Se infatti sinora gli obiettivi di lavoro da raggiungere sono stati definiti esclusivamente da datori di lavoro e manager, per procedere in direzione della più ampia adesione al lavoro a distanza, non basterà, come ritiene De Masi (2020), “cambiare la testa dei manager”, o come sostiene Butera (2020) adottare “una nuova organizzazione del lavoro e una nuova cultura del lavoro”, ma saranno necessarie nuove regole condivise tra lavoratori e manager.

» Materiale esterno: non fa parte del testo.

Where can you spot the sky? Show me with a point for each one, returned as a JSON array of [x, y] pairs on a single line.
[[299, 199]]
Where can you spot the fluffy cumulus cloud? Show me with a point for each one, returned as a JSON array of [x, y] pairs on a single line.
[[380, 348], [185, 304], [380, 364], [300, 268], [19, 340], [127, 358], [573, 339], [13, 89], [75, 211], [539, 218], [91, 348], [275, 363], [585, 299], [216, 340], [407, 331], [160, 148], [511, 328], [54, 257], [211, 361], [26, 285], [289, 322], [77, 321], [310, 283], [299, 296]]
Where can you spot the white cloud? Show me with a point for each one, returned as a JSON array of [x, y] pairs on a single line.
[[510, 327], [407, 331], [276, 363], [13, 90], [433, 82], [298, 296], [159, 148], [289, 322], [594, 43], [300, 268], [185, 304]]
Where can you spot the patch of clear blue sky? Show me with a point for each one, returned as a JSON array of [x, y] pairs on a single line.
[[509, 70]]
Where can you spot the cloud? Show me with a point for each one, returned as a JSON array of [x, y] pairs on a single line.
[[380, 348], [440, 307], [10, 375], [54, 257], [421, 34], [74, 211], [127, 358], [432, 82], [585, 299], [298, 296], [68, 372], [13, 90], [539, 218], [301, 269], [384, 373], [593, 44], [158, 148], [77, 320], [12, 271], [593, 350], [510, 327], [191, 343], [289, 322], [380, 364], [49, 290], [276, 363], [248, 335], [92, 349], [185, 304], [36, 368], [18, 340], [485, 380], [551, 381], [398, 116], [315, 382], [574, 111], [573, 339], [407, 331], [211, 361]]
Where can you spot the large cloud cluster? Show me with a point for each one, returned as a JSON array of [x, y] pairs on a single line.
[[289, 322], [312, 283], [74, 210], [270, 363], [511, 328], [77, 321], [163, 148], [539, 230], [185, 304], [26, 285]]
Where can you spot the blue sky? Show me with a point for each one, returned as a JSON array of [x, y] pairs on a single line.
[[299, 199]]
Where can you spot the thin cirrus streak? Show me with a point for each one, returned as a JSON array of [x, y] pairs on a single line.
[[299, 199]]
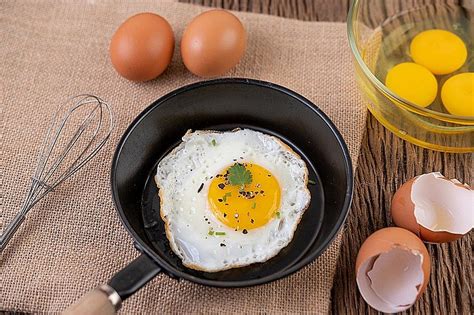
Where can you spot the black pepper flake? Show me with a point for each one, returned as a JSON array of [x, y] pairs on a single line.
[[200, 187]]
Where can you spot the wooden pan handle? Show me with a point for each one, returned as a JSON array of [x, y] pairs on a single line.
[[100, 301]]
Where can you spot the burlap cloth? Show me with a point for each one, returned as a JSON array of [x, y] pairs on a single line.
[[73, 240]]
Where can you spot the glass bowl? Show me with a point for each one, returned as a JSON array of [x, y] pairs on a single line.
[[380, 33]]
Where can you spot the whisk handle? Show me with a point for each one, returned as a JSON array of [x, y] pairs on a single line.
[[10, 230]]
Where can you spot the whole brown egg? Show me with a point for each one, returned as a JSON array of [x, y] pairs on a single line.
[[213, 43], [142, 47]]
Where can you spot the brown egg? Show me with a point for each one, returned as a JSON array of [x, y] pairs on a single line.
[[142, 47], [392, 269], [213, 43], [434, 208]]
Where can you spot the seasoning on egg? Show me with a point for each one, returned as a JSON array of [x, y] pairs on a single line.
[[142, 47], [213, 43], [457, 94], [412, 82], [440, 51], [392, 269], [433, 207]]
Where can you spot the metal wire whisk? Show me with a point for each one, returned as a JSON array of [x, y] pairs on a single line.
[[79, 129]]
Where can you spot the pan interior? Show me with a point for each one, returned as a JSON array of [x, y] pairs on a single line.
[[302, 241]]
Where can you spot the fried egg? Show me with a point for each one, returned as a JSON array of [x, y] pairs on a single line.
[[230, 199]]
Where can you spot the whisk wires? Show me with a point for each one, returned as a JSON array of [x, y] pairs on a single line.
[[79, 129]]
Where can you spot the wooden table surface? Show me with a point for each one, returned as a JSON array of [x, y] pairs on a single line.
[[385, 162]]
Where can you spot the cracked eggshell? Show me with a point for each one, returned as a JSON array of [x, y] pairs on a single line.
[[392, 269], [435, 208]]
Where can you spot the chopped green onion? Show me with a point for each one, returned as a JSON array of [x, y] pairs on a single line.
[[225, 196]]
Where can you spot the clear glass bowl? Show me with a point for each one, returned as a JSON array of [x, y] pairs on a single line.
[[380, 33]]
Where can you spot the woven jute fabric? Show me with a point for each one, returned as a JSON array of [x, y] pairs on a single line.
[[73, 241]]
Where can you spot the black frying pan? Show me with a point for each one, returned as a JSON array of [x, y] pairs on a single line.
[[224, 104]]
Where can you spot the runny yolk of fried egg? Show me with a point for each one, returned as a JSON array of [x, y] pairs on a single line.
[[245, 207]]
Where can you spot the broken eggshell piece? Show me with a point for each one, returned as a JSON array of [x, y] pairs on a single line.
[[392, 269], [435, 208]]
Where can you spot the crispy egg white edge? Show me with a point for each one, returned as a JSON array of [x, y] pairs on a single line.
[[270, 255]]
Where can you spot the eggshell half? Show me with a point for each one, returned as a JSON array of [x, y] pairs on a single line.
[[435, 208], [392, 269]]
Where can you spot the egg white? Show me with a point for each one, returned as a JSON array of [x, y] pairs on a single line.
[[185, 207]]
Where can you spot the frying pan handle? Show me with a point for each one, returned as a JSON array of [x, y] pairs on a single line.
[[107, 299]]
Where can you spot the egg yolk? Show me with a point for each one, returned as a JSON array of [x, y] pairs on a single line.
[[457, 94], [413, 82], [249, 206], [440, 51]]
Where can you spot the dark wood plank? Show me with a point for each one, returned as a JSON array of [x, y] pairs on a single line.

Va sottolineato infatti che se la definizione dei risultati da raggiungere può certamente essere disancorata dal rispetto di orari di lavoro rigidamente stabiliti, essa però non può essere sganciata dai tempi di lavoro, ovvero dalla quantificazione del tempo necessario a portare a termine un obiettivo di lavoro prestabilito. In caso contrario, anche le proposte più innovative dei sindacati, come quella di promuovere una riduzione delle ore di lavoro a parità di salario, avanzata dal segretario generale della Uil Pierpaolo Bombardieri, potrebbero produrre l’effetto negativo di aumentare i ritmi di lavoro.

Proprio su questo punto potrebbe aprirsi un nuovo e importante ruolo per le organizzazioni sindacali e datoriali nel definire di comune accordo quali siano i giusti tempi di lavoro retribuiti per ottenere determinati risultati produttivi. Non solo: i sindacati potranno intermediare le esigenze e i bisogni dei lavoratori dipendenti, non solo se saranno in grado di trovare soluzioni adeguate ai problemi legati alla sfera produttiva del lavoro, ma se sapranno tenere presente al contempo anche la sfera riproduttiva, ovvero quella che più comunemente si riferisce alla conciliazione dei tempi di lavoro con i tempi di vita e di cura. Si tratta di un tema che – va sottolineato – non può più essere declinato solo al femminile, ma che riguarda tutti i lavoratori.

I sindacati dovranno poi fare i conti anche con un altro problema sinora poco considerato. Questa sorta di telelavoro coatto, non ha coinvolto soltanto i lavoratori subordinati, ma anche gli autonomi e i liberi professionisti. Si tratta di un ampio e variegato bacino di lavoratori non intercettati, né rappresentati dai sindacati tradizionali e che, tra l’altro, sono sprovvisti delle tutele sociali previste per i dipendenti.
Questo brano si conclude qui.